Governo diz que já cumpriu 1/3 da meta da legislatura em matéria de criação de emprego

Cidade da Praia, 03 Abr (Inforpress) – Os dados do INE divulgados sexta-feira,31, indicam que o número de empregos criados em 2016 foi de 15.240, mas para o Governo este é um indicador de que já cumpriu mais de 1/3 da meta estabelecida em matéria do emprego.

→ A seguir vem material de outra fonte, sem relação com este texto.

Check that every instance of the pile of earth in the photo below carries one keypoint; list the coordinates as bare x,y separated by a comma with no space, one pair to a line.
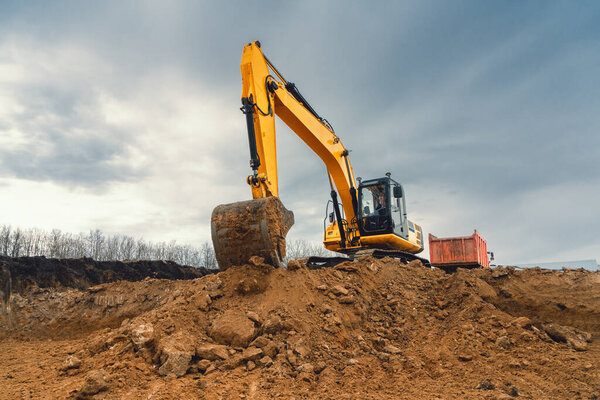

Em conferência de imprensa hoje para reagir aso dados divulgados pelo Instituto Nacional de Estatísticas, o ministro da Economia e Emprego, José Gonçalves, frisou que este é o maior número de emprego criado nos últimos seis anos, ultrapassando em mais de 30 por cento o número de emprego mais elevado atingido durante o mandato do anterior de Governo, que foi de 11.654 no ano de 2015.

“Os dados sobre o emprego foram recolhidos no período homologo do último trimestre do ano passado, ou seja, entre Outubro e Dezembro de 2016, cerca de seis a oito meses depois da nossa tomada de posse 22 de Abril de 2016”, precisou.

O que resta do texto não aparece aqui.